Evaluation Protocol: Accuracy, Explainability, and Alignment
The study introduced a three-part evaluation protocol:
- Automatic metrics: Standard lexical and syntactic similarity measures (e.g., BLEU, ROUGE).
- LLM-based rubrics: Using another LLM to score the generated equations on quality.
- Human judgments: Expert annotators evaluated the equations for correctness and explainability.

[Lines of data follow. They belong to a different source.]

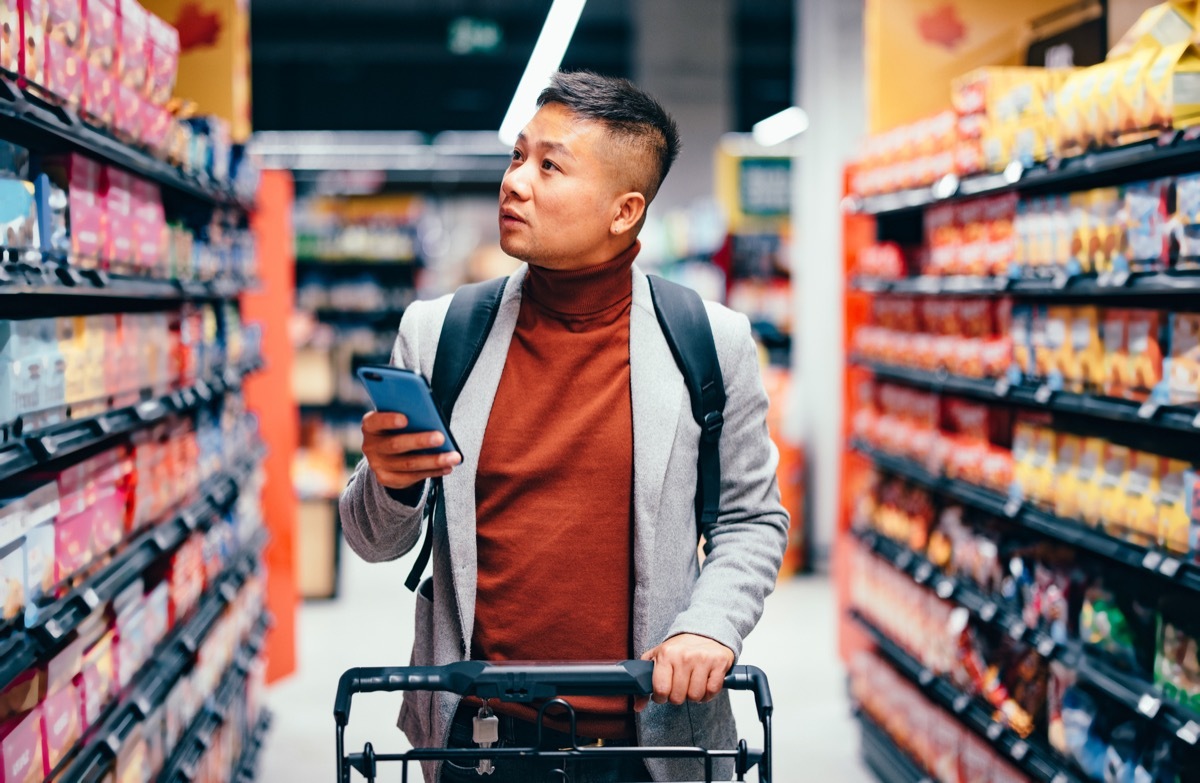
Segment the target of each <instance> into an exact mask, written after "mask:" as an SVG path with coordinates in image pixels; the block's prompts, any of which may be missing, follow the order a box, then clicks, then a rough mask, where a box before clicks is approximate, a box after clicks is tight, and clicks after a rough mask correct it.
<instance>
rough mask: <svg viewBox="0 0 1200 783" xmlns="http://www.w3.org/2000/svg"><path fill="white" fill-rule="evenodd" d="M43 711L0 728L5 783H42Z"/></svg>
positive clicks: (5, 725)
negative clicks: (42, 736)
mask: <svg viewBox="0 0 1200 783" xmlns="http://www.w3.org/2000/svg"><path fill="white" fill-rule="evenodd" d="M44 747H46V746H44V743H43V742H42V709H41V707H40V706H38V707H34V709H32V710H31V711H30V712H28V713H26V715H24V716H19V717H16V718H11V719H10V721H7V722H6V723H4V724H0V772H2V779H4V782H5V783H41V781H42V779H44V777H46V775H47V771H46V769H44V766H43V764H44V759H43V758H42V755H43V753H44V749H43V748H44Z"/></svg>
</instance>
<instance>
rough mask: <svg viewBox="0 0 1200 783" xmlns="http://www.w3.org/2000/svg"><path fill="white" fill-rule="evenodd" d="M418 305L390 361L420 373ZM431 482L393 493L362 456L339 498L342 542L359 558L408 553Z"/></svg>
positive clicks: (414, 304)
mask: <svg viewBox="0 0 1200 783" xmlns="http://www.w3.org/2000/svg"><path fill="white" fill-rule="evenodd" d="M420 307H421V303H414V304H412V305H409V307H408V309H407V310H406V311H404V317H403V318H402V319H401V323H400V333H398V334H397V336H396V343H395V346H394V348H392V352H391V363H392V364H395V365H396V366H401V367H407V369H410V370H415V371H418V372H420V371H421V370H422V367H421V366H420V318H421V315H422V313H421V311H420ZM428 488H430V483H428V482H425V483H424V484H422V485H421V486H420V488H414V490H412V491H408V490H402V491H395V490H389V489H388V488H385V486H383V485H382V484H380V483H379V482H378V480H377V479H376V477H374V473H373V472H372V471H371V467H370V466H368V465H367V460H366V458H364V459H362V460H361V461H360V462H359V465H358V467H356V468H355V470H354V474H353V476H352V477H350V480H349V484H347V486H346V489H344V490H343V491H342V496H341V498H340V501H338V513H340V515H341V522H342V532H343V533H344V536H346V543H348V544H349V545H350V549H352V550H354V551H355V552H356V554H358V555H359V556H360V557H362V560H366V561H368V562H382V561H388V560H396V558H397V557H401V556H402V555H404V554H406V552H408V551H409V550H410V549H413V546H415V545H416V542H418V540H419V539H420V537H421V513H422V510H424V508H425V502H426V500H427V498H428V491H430V489H428Z"/></svg>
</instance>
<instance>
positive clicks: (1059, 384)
mask: <svg viewBox="0 0 1200 783" xmlns="http://www.w3.org/2000/svg"><path fill="white" fill-rule="evenodd" d="M1073 321H1074V310H1073V309H1072V307H1068V306H1063V305H1055V306H1051V307H1049V309H1048V310H1046V340H1045V347H1044V351H1045V353H1046V359H1045V361H1038V365H1039V366H1044V367H1046V372H1045V376H1044V377H1046V378H1049V381H1050V387H1051V388H1055V389H1063V388H1067V381H1068V379H1069V378H1070V375H1069V373H1070V370H1072V366H1073V365H1074V363H1075V358H1074V346H1073V345H1072V340H1070V325H1072V322H1073Z"/></svg>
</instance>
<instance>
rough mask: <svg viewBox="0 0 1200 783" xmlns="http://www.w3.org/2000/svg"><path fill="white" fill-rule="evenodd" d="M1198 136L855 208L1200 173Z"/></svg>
mask: <svg viewBox="0 0 1200 783" xmlns="http://www.w3.org/2000/svg"><path fill="white" fill-rule="evenodd" d="M1195 136H1196V135H1195V132H1194V128H1193V130H1189V131H1182V132H1180V131H1175V132H1168V133H1164V135H1162V136H1159V137H1157V138H1153V139H1150V141H1145V142H1138V143H1135V144H1127V145H1124V147H1115V148H1109V149H1102V150H1094V151H1091V153H1085V154H1084V155H1078V156H1075V157H1067V159H1062V160H1052V161H1048V162H1045V163H1038V165H1036V166H1033V167H1030V168H1021V167H1020V166H1019V165H1018V166H1015V167H1013V168H1012V169H1010V171H1008V172H1006V173H1000V174H992V173H989V174H974V175H971V177H964V178H961V179H959V178H956V177H953V175H950V177H948V178H943V180H942V181H941V183H938V185H936V186H932V187H916V189H910V190H904V191H898V192H894V193H883V195H880V196H866V197H862V198H858V199H856V208H857V211H860V213H866V214H871V215H890V214H899V213H906V211H912V210H917V209H922V208H924V207H928V205H930V204H934V203H938V202H946V201H958V199H962V198H970V197H974V196H991V195H996V193H1003V192H1008V191H1018V192H1038V193H1051V192H1068V191H1074V190H1084V189H1090V187H1098V186H1102V185H1116V184H1121V183H1129V181H1135V180H1144V179H1154V178H1156V177H1163V175H1166V174H1178V173H1184V172H1192V171H1196V169H1198V168H1200V141H1198V139H1196V137H1195Z"/></svg>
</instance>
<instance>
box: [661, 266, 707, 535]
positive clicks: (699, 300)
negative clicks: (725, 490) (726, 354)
mask: <svg viewBox="0 0 1200 783" xmlns="http://www.w3.org/2000/svg"><path fill="white" fill-rule="evenodd" d="M649 281H650V295H652V297H653V299H654V312H655V313H656V315H658V317H659V325H661V327H662V335H664V336H665V337H666V339H667V345H670V346H671V353H672V354H673V355H674V359H676V364H677V365H679V370H680V371H682V372H683V379H684V382H685V383H686V384H688V395H689V396H690V398H691V414H692V417H694V418H695V419H696V424H698V425H700V434H701V435H700V460H698V462H697V466H696V525H697V526H698V527H700V533H701V534H703V532H704V527H706V526H708V525H712V524H713V522H715V521H716V515H718V513H719V512H720V508H721V452H720V440H721V429H722V428H724V426H725V379H724V378H722V377H721V363H720V360H719V359H718V357H716V342H715V341H714V340H713V325H712V324H710V323H709V321H708V312H707V311H706V310H704V301H703V300H702V299H701V298H700V294H697V293H696V292H695V291H692V289H691V288H686V287H684V286H680V285H678V283H673V282H671V281H668V280H664V279H662V277H656V276H654V275H649Z"/></svg>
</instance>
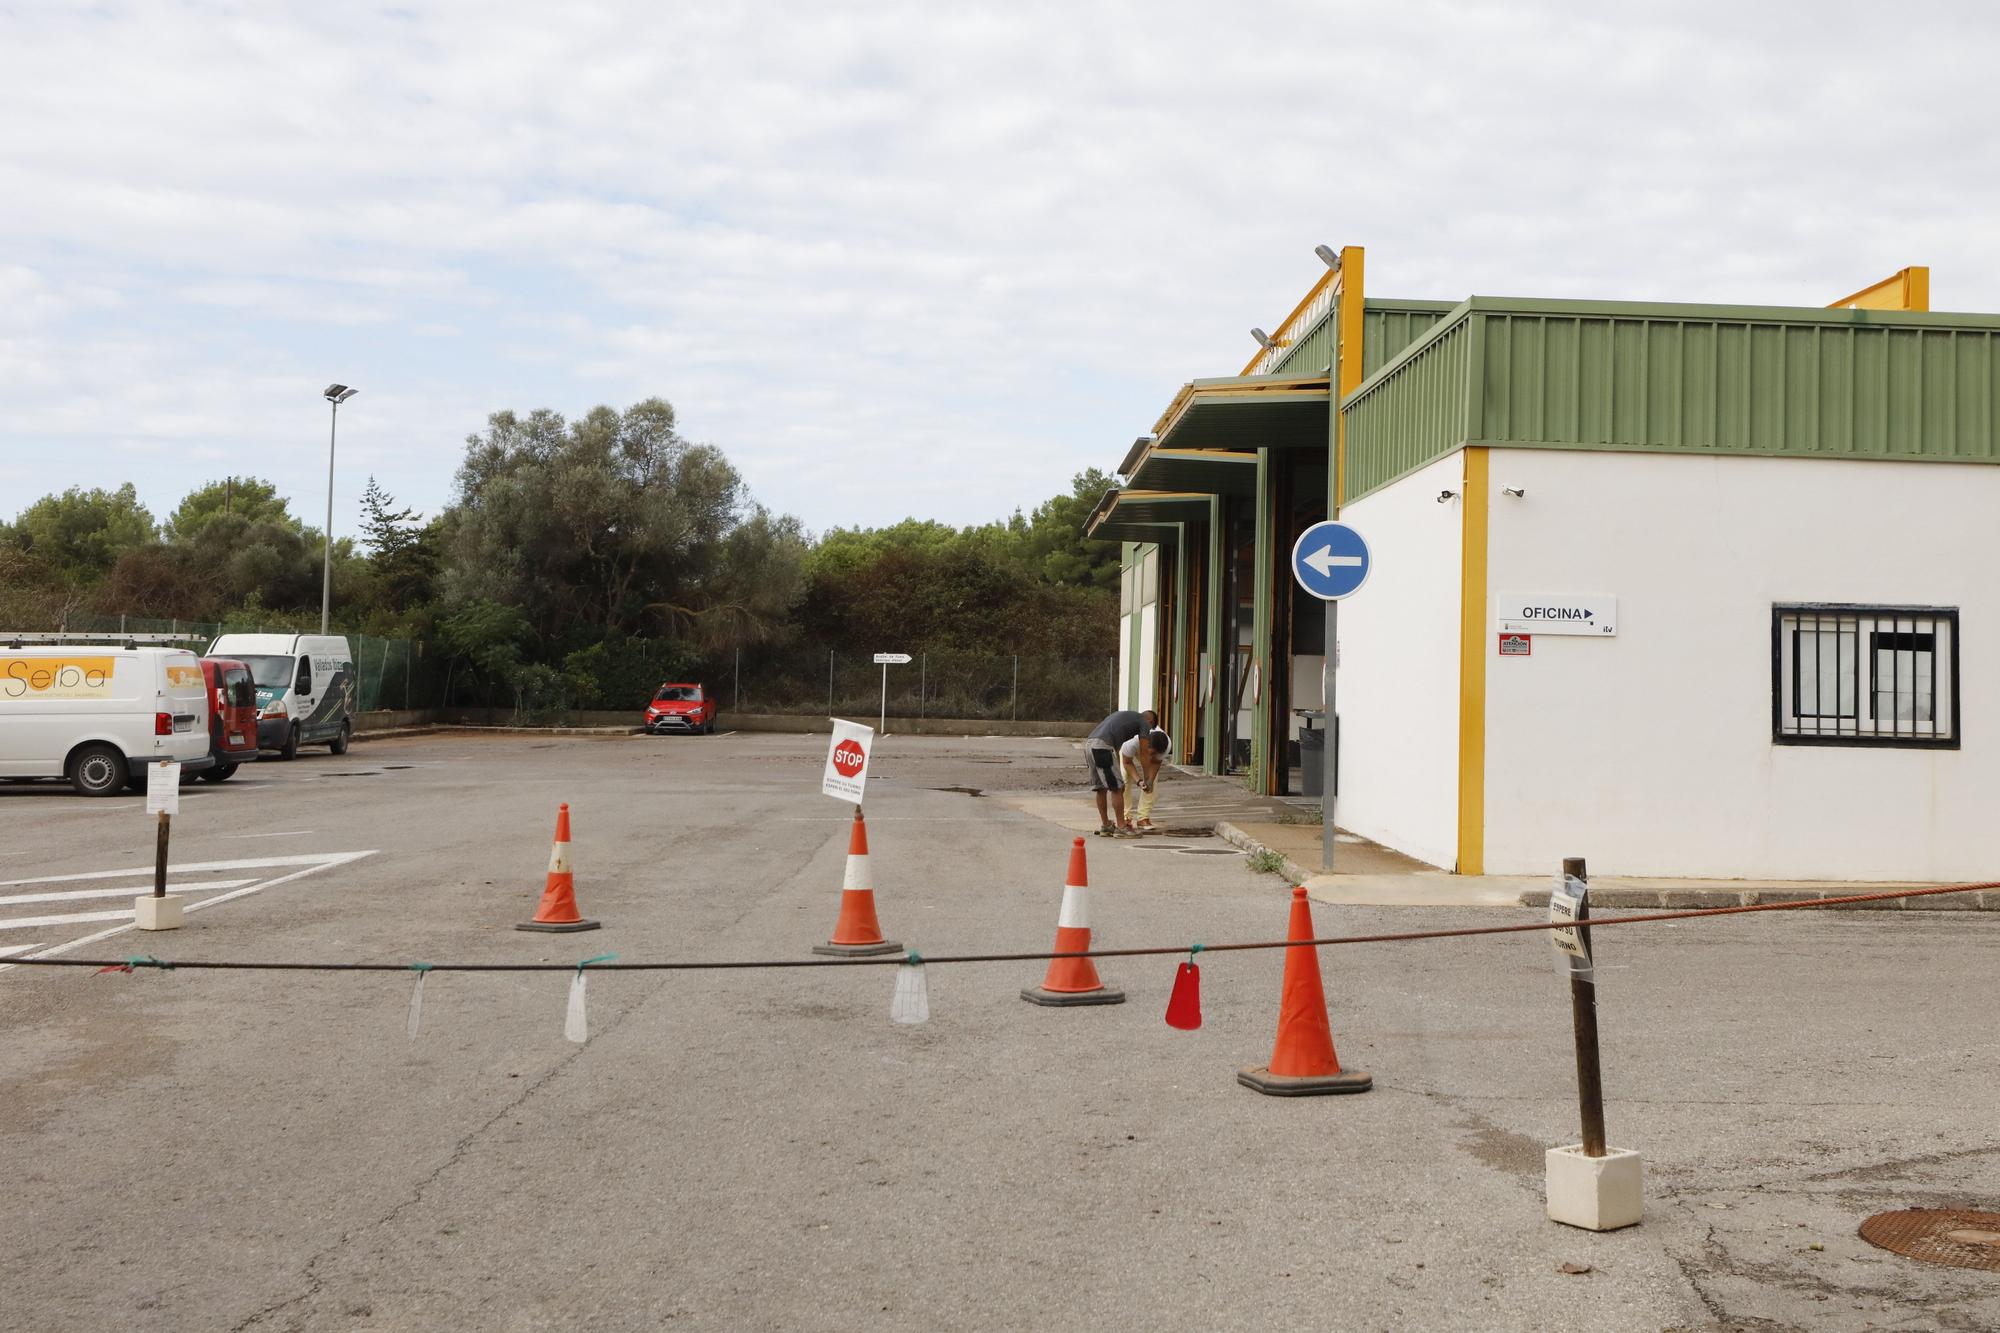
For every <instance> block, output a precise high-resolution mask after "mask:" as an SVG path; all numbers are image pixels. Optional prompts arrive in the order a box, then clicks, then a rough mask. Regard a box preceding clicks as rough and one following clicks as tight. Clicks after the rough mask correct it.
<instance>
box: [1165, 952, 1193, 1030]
mask: <svg viewBox="0 0 2000 1333" xmlns="http://www.w3.org/2000/svg"><path fill="white" fill-rule="evenodd" d="M1166 1025H1168V1027H1178V1029H1182V1031H1184V1033H1192V1031H1194V1029H1198V1027H1200V1025H1202V969H1198V967H1196V965H1194V963H1182V965H1180V969H1178V971H1176V973H1174V993H1172V995H1168V997H1166Z"/></svg>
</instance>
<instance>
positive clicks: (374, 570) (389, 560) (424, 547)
mask: <svg viewBox="0 0 2000 1333" xmlns="http://www.w3.org/2000/svg"><path fill="white" fill-rule="evenodd" d="M394 504H396V498H394V496H392V494H390V492H388V490H382V486H378V484H376V478H374V476H370V478H368V488H366V490H364V492H362V538H364V540H366V542H368V550H370V560H368V564H370V572H372V576H374V588H376V602H378V604H380V606H384V608H386V610H414V608H416V606H422V604H426V602H428V600H430V598H432V596H434V594H436V582H438V524H436V522H432V524H424V522H420V518H422V514H418V512H416V510H412V508H394Z"/></svg>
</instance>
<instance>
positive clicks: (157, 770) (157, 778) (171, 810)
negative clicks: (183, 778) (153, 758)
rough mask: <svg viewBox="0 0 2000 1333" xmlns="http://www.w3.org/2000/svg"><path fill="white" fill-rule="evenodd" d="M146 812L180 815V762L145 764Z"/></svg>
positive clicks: (160, 814) (169, 761) (169, 814)
mask: <svg viewBox="0 0 2000 1333" xmlns="http://www.w3.org/2000/svg"><path fill="white" fill-rule="evenodd" d="M146 813H148V815H180V763H178V761H162V763H156V765H146Z"/></svg>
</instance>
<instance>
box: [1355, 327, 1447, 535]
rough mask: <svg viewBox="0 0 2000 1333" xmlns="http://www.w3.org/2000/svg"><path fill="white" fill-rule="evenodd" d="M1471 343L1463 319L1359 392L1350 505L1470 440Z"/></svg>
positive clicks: (1355, 400) (1356, 406) (1355, 403)
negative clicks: (1365, 392) (1427, 462)
mask: <svg viewBox="0 0 2000 1333" xmlns="http://www.w3.org/2000/svg"><path fill="white" fill-rule="evenodd" d="M1470 342H1472V324H1470V322H1468V320H1458V322H1456V324H1452V326H1450V328H1446V330H1444V332H1440V334H1438V336H1436V338H1432V340H1430V342H1428V344H1426V346H1424V350H1422V352H1420V354H1418V356H1412V358H1410V360H1406V362H1402V364H1400V366H1396V368H1392V370H1390V372H1388V376H1384V378H1382V380H1378V382H1376V384H1374V386H1370V384H1364V386H1362V390H1358V392H1356V398H1354V400H1350V406H1348V486H1346V494H1348V502H1352V500H1358V498H1360V496H1364V494H1368V492H1370V490H1376V488H1380V486H1386V484H1388V482H1392V480H1396V478H1398V476H1402V474H1404V472H1414V470H1416V468H1420V466H1424V464H1426V462H1430V460H1432V458H1442V456H1444V454H1448V452H1452V450H1454V448H1458V446H1460V444H1462V442H1464V440H1466V380H1468V376H1466V362H1468V358H1466V348H1468V346H1470ZM1370 388H1372V392H1366V396H1360V394H1362V392H1364V390H1370Z"/></svg>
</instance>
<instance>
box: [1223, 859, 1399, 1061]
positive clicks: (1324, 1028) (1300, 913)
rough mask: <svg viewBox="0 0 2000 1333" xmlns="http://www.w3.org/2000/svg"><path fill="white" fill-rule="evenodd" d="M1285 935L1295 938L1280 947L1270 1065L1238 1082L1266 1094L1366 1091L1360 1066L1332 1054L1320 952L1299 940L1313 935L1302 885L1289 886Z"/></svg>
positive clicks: (1305, 893) (1325, 994)
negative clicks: (1283, 954) (1321, 984)
mask: <svg viewBox="0 0 2000 1333" xmlns="http://www.w3.org/2000/svg"><path fill="white" fill-rule="evenodd" d="M1284 937H1286V939H1288V941H1294V943H1292V947H1290V949H1286V951H1284V989H1282V991H1280V993H1278V1043H1276V1045H1274V1047H1272V1051H1270V1065H1258V1067H1256V1069H1244V1071H1238V1075H1236V1081H1238V1083H1242V1085H1244V1087H1254V1089H1256V1091H1260V1093H1266V1095H1270V1097H1316V1095H1324V1093H1366V1091H1368V1089H1370V1087H1374V1079H1370V1077H1368V1075H1364V1073H1362V1071H1360V1069H1342V1067H1340V1057H1338V1055H1334V1029H1332V1025H1330V1023H1328V1021H1326V991H1324V989H1322V987H1320V951H1318V949H1314V947H1310V945H1300V943H1298V941H1310V939H1312V905H1310V903H1308V901H1306V891H1304V889H1292V923H1290V929H1288V931H1286V935H1284Z"/></svg>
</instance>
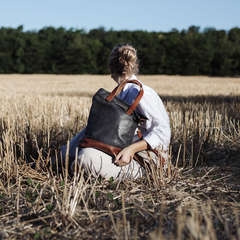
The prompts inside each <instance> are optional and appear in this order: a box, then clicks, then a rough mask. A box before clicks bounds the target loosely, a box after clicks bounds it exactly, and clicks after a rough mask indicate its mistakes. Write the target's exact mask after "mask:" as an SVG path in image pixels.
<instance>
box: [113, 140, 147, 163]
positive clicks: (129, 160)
mask: <svg viewBox="0 0 240 240" xmlns="http://www.w3.org/2000/svg"><path fill="white" fill-rule="evenodd" d="M146 149H150V146H149V145H148V143H147V142H146V141H145V140H141V141H139V142H136V143H133V144H131V145H129V146H128V147H126V148H124V149H123V150H122V151H120V152H119V153H118V154H117V156H116V157H115V161H114V162H115V163H116V164H117V165H118V166H126V165H128V164H129V163H130V162H131V161H132V160H133V156H134V154H135V153H136V152H139V151H143V150H146Z"/></svg>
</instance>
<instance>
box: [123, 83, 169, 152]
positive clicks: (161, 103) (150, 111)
mask: <svg viewBox="0 0 240 240" xmlns="http://www.w3.org/2000/svg"><path fill="white" fill-rule="evenodd" d="M143 89H144V94H143V97H142V99H141V100H140V102H139V104H138V106H137V111H139V112H140V113H142V114H143V115H145V116H146V117H147V118H148V120H146V122H145V123H144V124H143V125H142V127H141V132H142V135H143V139H144V140H145V141H146V142H147V143H148V144H149V145H150V147H151V148H152V149H155V148H159V147H160V148H162V149H164V150H167V149H168V145H169V142H170V137H171V130H170V125H169V118H168V114H167V112H166V109H165V107H164V105H163V102H162V100H161V99H160V97H159V96H158V95H157V93H156V92H155V91H154V90H153V89H152V88H150V87H148V86H146V85H144V84H143ZM139 90H140V88H139V86H138V85H136V84H133V83H128V84H126V85H125V87H124V89H123V91H122V92H121V94H120V95H119V97H120V98H121V99H123V100H124V101H125V102H127V103H128V104H130V105H131V104H132V103H133V101H134V100H135V98H136V97H137V95H138V93H139Z"/></svg>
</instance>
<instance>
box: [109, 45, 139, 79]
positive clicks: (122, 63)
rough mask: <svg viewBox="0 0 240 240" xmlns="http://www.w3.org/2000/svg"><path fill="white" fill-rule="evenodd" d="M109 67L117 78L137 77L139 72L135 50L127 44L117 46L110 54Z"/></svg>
mask: <svg viewBox="0 0 240 240" xmlns="http://www.w3.org/2000/svg"><path fill="white" fill-rule="evenodd" d="M109 65H110V66H111V68H112V69H113V71H114V73H116V74H117V75H119V76H129V77H130V76H132V74H135V75H137V74H138V71H139V60H138V57H137V50H136V49H135V48H134V47H132V46H131V45H129V44H127V43H125V44H118V45H117V46H116V47H115V48H113V50H112V52H111V54H110V63H109Z"/></svg>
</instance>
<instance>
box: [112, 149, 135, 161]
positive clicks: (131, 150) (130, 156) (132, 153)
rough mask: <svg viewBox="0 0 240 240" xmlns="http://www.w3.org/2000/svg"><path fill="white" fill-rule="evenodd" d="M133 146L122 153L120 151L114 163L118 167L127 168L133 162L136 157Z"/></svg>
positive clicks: (123, 151)
mask: <svg viewBox="0 0 240 240" xmlns="http://www.w3.org/2000/svg"><path fill="white" fill-rule="evenodd" d="M131 146H132V145H130V146H128V147H126V148H124V149H123V150H122V151H120V152H119V153H118V154H117V156H116V157H115V161H114V163H116V164H117V165H118V166H126V165H128V164H129V163H130V162H131V161H132V160H133V156H134V153H135V152H134V149H133V148H132V147H131Z"/></svg>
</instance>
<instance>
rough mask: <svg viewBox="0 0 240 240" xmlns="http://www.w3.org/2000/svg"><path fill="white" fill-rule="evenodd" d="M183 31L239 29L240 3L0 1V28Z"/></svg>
mask: <svg viewBox="0 0 240 240" xmlns="http://www.w3.org/2000/svg"><path fill="white" fill-rule="evenodd" d="M19 25H23V26H24V31H27V30H39V29H41V28H43V27H47V26H53V27H55V28H58V27H64V28H66V29H69V28H74V29H84V30H86V31H89V30H91V29H94V28H98V27H100V26H103V27H105V29H106V30H109V29H110V28H112V29H114V30H130V31H132V30H144V31H149V32H150V31H157V32H159V31H164V32H168V31H170V30H171V29H173V28H176V29H178V30H179V31H181V30H182V29H188V27H189V26H192V25H195V26H199V27H201V30H203V29H204V28H206V27H214V28H216V29H217V30H220V29H224V30H229V29H231V28H233V27H240V0H228V1H227V0H164V1H163V0H120V1H114V0H112V1H110V0H84V1H82V0H41V1H40V0H38V1H36V0H0V27H13V28H16V27H17V26H19Z"/></svg>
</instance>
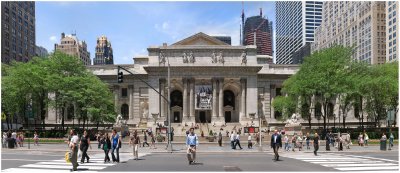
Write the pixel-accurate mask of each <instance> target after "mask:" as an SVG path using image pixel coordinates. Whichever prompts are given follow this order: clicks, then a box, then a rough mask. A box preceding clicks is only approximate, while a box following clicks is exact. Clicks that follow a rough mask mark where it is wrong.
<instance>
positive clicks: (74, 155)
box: [70, 146, 79, 171]
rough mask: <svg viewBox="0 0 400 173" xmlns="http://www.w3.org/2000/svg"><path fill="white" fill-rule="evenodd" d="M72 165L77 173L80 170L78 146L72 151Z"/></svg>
mask: <svg viewBox="0 0 400 173" xmlns="http://www.w3.org/2000/svg"><path fill="white" fill-rule="evenodd" d="M70 161H71V164H72V170H74V171H76V170H77V169H78V166H79V165H78V146H75V147H74V148H73V150H72V155H71V159H70Z"/></svg>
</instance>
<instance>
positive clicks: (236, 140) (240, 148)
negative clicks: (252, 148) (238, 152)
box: [235, 133, 243, 149]
mask: <svg viewBox="0 0 400 173" xmlns="http://www.w3.org/2000/svg"><path fill="white" fill-rule="evenodd" d="M236 145H239V148H240V149H243V148H242V146H240V135H239V133H238V134H236V137H235V149H236Z"/></svg>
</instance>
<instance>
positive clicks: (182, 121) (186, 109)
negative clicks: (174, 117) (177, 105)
mask: <svg viewBox="0 0 400 173" xmlns="http://www.w3.org/2000/svg"><path fill="white" fill-rule="evenodd" d="M182 82H183V116H182V117H183V118H182V119H183V120H184V121H186V120H187V117H188V116H189V115H188V106H187V105H188V104H187V103H188V100H187V83H188V80H187V78H183V79H182ZM182 122H183V121H182Z"/></svg>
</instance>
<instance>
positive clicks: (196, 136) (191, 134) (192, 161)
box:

This combination allowed the researchers to assess accuracy, explainability, and the alignment between human and LLM scoring.
Key Findings
| Evaluation Dimension | LLM Performance |
|---|---|
| Lexical & syntactic similarity | Moderate |
| Semantic accuracy | Poor |
| Alignment between LLM-based and human evaluations | Limited |
The results indicate that while LLMs can capture surface-level patterns, they fail to produce equations that are semantically correct. Furthermore, the limited alignment between LLM-based evaluations and human judgments suggests that using LLMs as automatic evaluators of equation quality is unreliable. The paper notes that these findings "highlight challenges in using LLMs to assess equation quality" and offer insights for improving equation generation models and developing more reliable evaluation methods.
Implications for Enterprise AI
For enterprise technology leaders evaluating LLMs for technical automation—such as converting supply-chain planning rules or engineering formulas into executable models—the SciText2Eq findings underscore the need for rigorous, human-in-the-loop validation. The limited semantic accuracy means that off-the-shelf LLMs may introduce costly errors in equation-driven processes. Researchers have provided their code and data on arXiv for reproducibility (licensed under CC BY-NC-ND 4.0), enabling organisations to test and benchmark their own models against this specialised task.
As the field progresses, combining structured grounding, multi-equation handling, and human-aligned evaluation will be essential to deploying LLMs in scientific and industrial applications where precision is non-negotiable.